Understanding NoSQL Database Types: Document

I've been covering different aspects of NoSQL in my running series here, which is targeted at beginners who want an entry-level view into databases. Also known as "non-SQL" or "non-relational", this category of database allows for the storage and querying of "schema-free" data — ie. data that is designed through a means other than the tabular model of relational databases.

Indeed — NoSQLs came around in the early 1990s to support features that were inherently difficult or unavailable via SQL's model, such as horizontal scalability. This need became radically greater with the internet's maturation; when managing unstructured/semi-structured data at massive volumes was pivotal — although there is debate at deeper levels on whether SQL vs. NoSQL is a valid line of demarcation regarding DevOps generally.
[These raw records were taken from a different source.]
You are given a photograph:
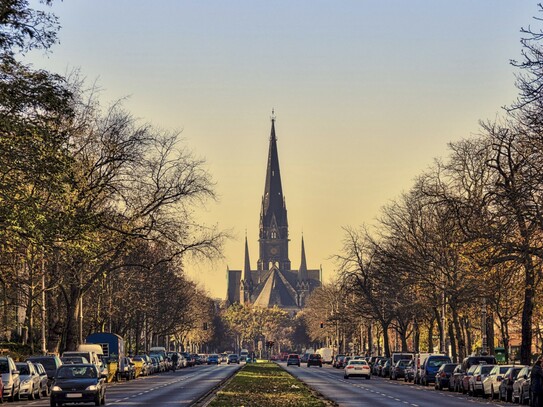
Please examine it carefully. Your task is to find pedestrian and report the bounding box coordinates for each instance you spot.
[530,356,543,407]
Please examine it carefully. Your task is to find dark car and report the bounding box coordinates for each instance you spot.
[420,355,452,386]
[513,366,532,404]
[390,359,411,380]
[287,353,300,366]
[498,365,526,401]
[449,364,464,392]
[403,359,415,382]
[379,358,392,377]
[34,362,49,397]
[434,363,458,390]
[27,355,62,392]
[207,353,221,365]
[307,353,322,367]
[226,353,239,365]
[0,375,4,404]
[332,355,345,369]
[51,363,106,407]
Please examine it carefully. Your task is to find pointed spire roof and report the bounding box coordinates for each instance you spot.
[298,235,308,280]
[243,235,251,281]
[261,111,288,231]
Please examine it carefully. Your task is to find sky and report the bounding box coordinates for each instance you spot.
[27,0,543,298]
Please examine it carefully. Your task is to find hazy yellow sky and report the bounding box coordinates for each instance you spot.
[27,0,540,298]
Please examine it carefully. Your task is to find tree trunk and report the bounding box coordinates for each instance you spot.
[520,260,535,365]
[428,318,435,353]
[65,285,81,351]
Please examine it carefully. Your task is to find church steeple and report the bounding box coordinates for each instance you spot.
[243,236,252,282]
[298,236,308,281]
[258,111,290,270]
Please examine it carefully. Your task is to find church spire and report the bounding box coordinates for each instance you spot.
[260,110,288,233]
[243,235,251,282]
[298,235,308,280]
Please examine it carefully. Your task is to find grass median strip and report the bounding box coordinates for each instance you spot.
[209,362,332,407]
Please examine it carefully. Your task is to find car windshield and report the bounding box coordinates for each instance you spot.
[32,358,57,370]
[481,365,494,374]
[17,363,30,375]
[57,365,97,379]
[428,358,450,367]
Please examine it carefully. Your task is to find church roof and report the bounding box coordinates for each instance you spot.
[254,268,296,307]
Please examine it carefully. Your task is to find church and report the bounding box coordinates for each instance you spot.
[227,112,322,314]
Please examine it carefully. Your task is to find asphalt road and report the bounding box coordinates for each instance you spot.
[4,364,241,407]
[281,363,516,407]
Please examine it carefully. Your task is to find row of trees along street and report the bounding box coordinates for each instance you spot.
[307,5,543,363]
[0,0,225,352]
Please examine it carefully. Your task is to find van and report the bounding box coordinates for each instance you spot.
[413,352,445,384]
[62,345,102,371]
[420,355,452,386]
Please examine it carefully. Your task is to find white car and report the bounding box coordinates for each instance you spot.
[483,365,513,399]
[343,359,371,380]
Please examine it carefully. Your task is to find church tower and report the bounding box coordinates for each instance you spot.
[258,111,290,271]
[226,111,321,315]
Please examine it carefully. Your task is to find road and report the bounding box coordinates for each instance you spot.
[7,364,240,407]
[281,363,515,407]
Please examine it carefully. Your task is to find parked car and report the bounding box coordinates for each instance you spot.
[15,362,41,400]
[468,364,494,396]
[420,355,452,386]
[483,365,512,399]
[449,363,464,392]
[379,358,392,377]
[307,353,322,367]
[498,366,526,401]
[332,355,345,369]
[27,355,62,393]
[460,365,478,394]
[34,362,49,397]
[207,353,221,365]
[287,353,300,366]
[390,359,412,380]
[343,359,371,380]
[115,356,136,382]
[403,359,415,382]
[50,363,106,407]
[0,356,21,401]
[434,363,458,390]
[60,356,89,364]
[513,366,532,404]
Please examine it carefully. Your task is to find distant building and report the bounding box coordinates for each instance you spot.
[227,116,321,313]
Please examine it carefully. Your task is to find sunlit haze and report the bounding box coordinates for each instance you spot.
[28,0,539,298]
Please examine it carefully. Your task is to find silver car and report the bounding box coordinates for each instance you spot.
[0,356,21,401]
[15,362,41,400]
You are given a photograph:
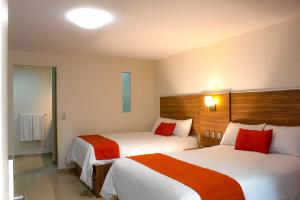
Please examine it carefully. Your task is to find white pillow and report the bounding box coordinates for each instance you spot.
[220,122,266,146]
[170,119,193,137]
[265,125,300,156]
[152,117,193,137]
[152,117,171,131]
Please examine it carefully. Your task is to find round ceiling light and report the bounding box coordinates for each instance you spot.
[66,8,113,29]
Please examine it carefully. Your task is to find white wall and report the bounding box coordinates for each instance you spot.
[155,18,300,96]
[9,51,157,168]
[0,0,8,199]
[13,66,52,155]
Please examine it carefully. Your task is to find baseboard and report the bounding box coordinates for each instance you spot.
[14,152,52,158]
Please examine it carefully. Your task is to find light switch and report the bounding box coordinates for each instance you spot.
[60,113,67,120]
[217,132,222,140]
[205,129,209,137]
[210,130,216,138]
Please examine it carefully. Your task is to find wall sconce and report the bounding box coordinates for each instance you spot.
[204,96,218,112]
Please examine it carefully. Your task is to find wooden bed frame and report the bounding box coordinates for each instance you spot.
[77,89,300,199]
[76,163,112,197]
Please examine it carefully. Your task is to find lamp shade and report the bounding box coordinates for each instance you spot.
[204,96,215,107]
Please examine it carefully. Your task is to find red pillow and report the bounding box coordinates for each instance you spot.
[155,122,176,136]
[235,128,273,154]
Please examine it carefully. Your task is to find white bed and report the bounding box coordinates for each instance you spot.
[66,132,198,188]
[101,145,300,200]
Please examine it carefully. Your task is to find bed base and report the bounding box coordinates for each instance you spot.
[76,163,112,198]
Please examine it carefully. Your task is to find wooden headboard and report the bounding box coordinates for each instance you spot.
[231,90,300,126]
[160,93,230,146]
[160,89,300,146]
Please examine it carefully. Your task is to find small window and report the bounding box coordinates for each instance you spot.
[122,72,131,112]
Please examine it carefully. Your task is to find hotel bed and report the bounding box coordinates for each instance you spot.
[101,145,300,200]
[66,132,198,191]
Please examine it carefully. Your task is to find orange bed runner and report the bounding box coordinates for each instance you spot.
[129,154,245,200]
[79,135,120,160]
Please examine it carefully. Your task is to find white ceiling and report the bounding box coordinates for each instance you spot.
[9,0,300,60]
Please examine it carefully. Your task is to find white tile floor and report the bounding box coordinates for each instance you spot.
[15,155,100,200]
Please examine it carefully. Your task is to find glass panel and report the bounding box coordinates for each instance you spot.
[122,72,131,112]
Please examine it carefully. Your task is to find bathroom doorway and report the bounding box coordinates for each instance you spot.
[13,65,57,196]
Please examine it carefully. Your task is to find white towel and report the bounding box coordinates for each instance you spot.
[32,114,45,141]
[20,114,33,142]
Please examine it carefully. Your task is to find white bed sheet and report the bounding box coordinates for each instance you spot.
[101,145,300,200]
[66,132,198,188]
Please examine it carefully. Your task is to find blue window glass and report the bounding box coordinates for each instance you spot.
[122,72,131,112]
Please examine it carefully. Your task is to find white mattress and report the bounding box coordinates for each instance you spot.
[101,145,300,200]
[66,132,198,188]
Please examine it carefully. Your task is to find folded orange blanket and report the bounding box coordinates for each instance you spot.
[79,135,120,160]
[129,154,245,200]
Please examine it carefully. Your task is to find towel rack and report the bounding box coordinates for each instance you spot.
[18,114,47,117]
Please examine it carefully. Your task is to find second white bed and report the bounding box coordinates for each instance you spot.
[101,145,300,200]
[66,132,198,188]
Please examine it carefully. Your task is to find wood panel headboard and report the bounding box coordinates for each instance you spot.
[160,93,230,146]
[160,89,300,146]
[231,90,300,126]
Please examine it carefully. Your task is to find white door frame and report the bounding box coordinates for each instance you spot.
[0,0,9,200]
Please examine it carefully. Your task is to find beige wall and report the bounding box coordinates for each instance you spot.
[0,0,8,199]
[13,66,52,155]
[9,51,157,168]
[155,18,300,96]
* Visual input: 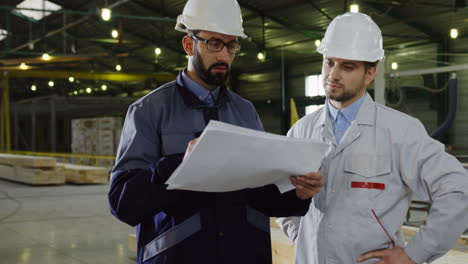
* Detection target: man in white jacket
[277,13,468,264]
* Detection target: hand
[184,138,198,160]
[290,172,323,200]
[358,247,416,264]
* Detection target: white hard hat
[317,12,384,62]
[175,0,247,38]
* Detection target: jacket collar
[315,92,376,128]
[176,70,229,108]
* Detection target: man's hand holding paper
[166,121,329,195]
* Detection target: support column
[13,105,20,150]
[31,100,36,151]
[374,61,385,105]
[49,97,57,152]
[281,48,291,135]
[0,73,11,152]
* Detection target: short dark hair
[364,61,379,72]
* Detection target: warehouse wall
[450,38,468,155]
[238,44,458,142]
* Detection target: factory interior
[0,0,468,264]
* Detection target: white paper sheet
[166,120,329,193]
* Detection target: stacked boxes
[71,117,122,156]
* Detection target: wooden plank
[0,153,56,168]
[128,223,295,264]
[57,163,109,184]
[0,165,65,185]
[128,234,137,253]
[401,226,468,246]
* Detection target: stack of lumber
[57,163,109,184]
[0,154,65,185]
[128,218,468,264]
[127,218,295,264]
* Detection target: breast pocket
[344,154,392,209]
[161,128,199,156]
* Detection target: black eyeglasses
[191,36,240,54]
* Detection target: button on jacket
[108,71,311,264]
[277,94,468,264]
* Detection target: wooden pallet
[128,218,295,264]
[0,154,56,168]
[0,165,65,185]
[57,163,109,184]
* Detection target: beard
[193,48,229,86]
[323,80,365,103]
[325,89,357,102]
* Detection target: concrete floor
[0,180,136,264]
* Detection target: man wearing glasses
[277,13,468,264]
[108,0,322,264]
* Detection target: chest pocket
[161,128,200,156]
[344,154,392,209]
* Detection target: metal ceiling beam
[2,70,175,82]
[364,2,442,42]
[238,1,324,39]
[0,0,130,57]
[307,0,333,21]
[361,0,453,8]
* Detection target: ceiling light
[42,53,52,60]
[111,29,119,38]
[257,52,266,61]
[450,28,458,39]
[315,39,322,47]
[13,0,62,21]
[154,48,161,56]
[349,4,359,13]
[101,8,112,21]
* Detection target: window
[305,74,325,115]
[14,0,62,21]
[0,28,8,40]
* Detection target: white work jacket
[277,94,468,264]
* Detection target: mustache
[208,62,229,71]
[325,81,343,87]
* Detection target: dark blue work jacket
[108,71,310,264]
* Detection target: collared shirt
[327,96,365,144]
[182,71,219,106]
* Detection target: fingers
[290,172,323,200]
[291,172,323,188]
[357,249,389,262]
[184,138,198,160]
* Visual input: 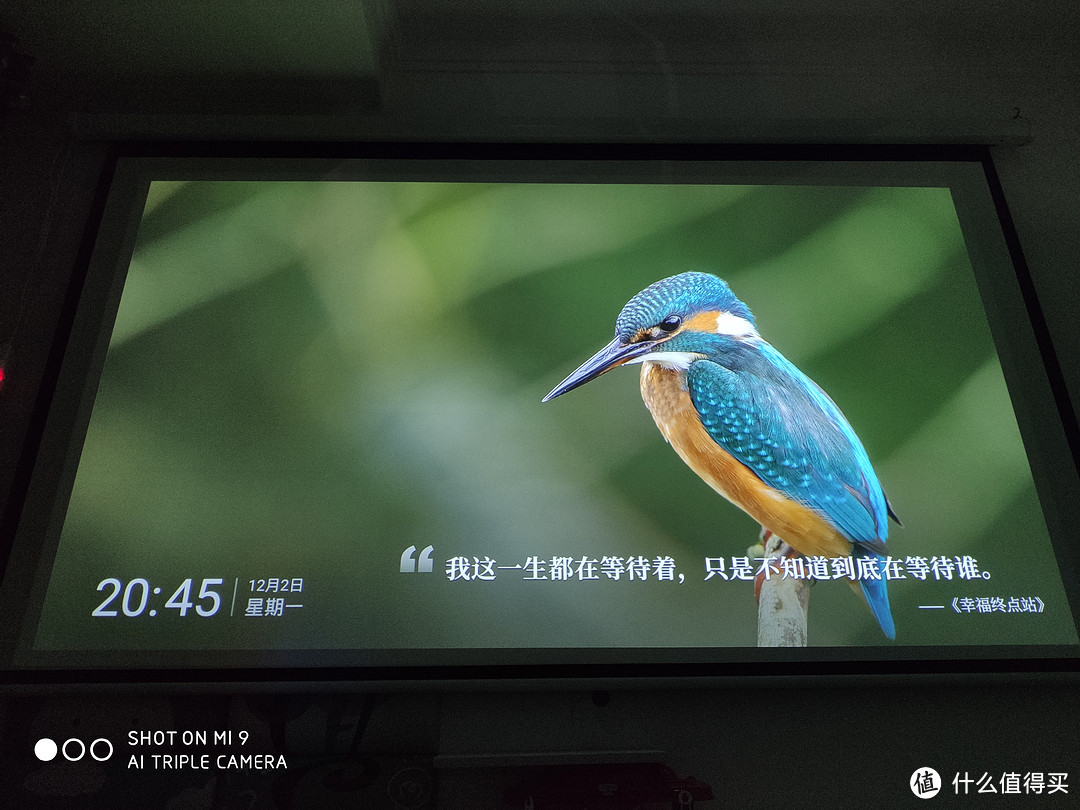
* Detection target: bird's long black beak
[543,337,656,402]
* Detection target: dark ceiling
[0,0,1080,143]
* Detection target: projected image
[29,174,1077,665]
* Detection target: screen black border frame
[0,141,1080,687]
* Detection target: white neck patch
[716,312,758,337]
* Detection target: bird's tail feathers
[859,565,896,640]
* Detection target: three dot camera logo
[33,737,112,762]
[908,768,942,799]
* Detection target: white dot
[33,737,57,762]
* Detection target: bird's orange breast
[642,362,851,557]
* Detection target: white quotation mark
[908,768,942,799]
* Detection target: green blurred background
[29,181,1077,649]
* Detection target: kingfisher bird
[543,272,900,638]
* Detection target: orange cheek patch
[683,312,720,333]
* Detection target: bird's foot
[754,540,799,602]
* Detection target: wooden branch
[757,535,810,647]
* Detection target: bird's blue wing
[687,340,888,552]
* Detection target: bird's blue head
[543,272,757,402]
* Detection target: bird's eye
[660,315,683,332]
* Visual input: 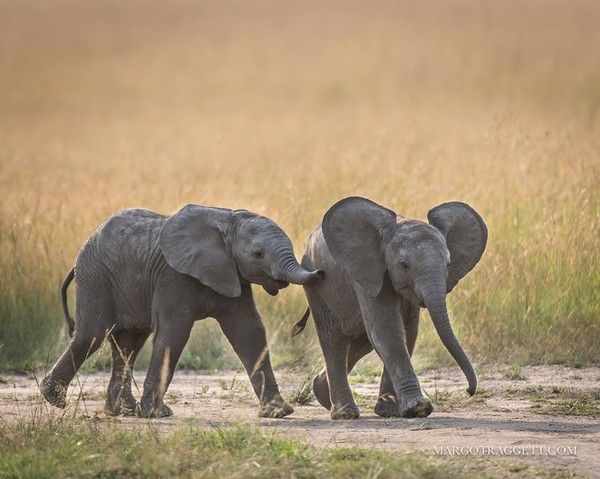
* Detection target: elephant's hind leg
[40,268,114,408]
[40,332,104,408]
[104,330,150,416]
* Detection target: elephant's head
[322,197,487,394]
[160,205,321,297]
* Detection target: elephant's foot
[399,396,433,417]
[375,394,400,417]
[331,404,360,419]
[313,372,331,410]
[104,392,138,416]
[258,398,294,419]
[135,399,173,418]
[40,376,67,409]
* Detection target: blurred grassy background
[0,0,600,369]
The four most common NoSQL database systems are: 1) keyvalue 2) document 3) graph 4) column. (But there are many more subsets, with 7 well-known ones.) For more on my CACM 'NoSQL series', you can visit these links:

Definition: Document Databases

Document-oriented databases store data as JSON rather than using columns/rows. It is a native form of data storage, of sorts, due to how it is widely used by the popular NoSQL and SQL systems.

This NoSQL database type is considered one of the four essential ones — so, no surprise, document databases are used by most popular non-relationals such as MongoDB, Cosmos DB, DocumentDB, Elasticsearch, OrientDB, PostgreSQL (which is foremostly SQL), RavenDB and SimpleDB.

Documents in and of themselves are at the root of document-oriented databases. How a document is defined will vary depending on the specific data store implemented. Documents are, however, typically used for encapsulating data into a standard encoding format. Common formats are XML, YAML, JSON, and the binary form, BSON.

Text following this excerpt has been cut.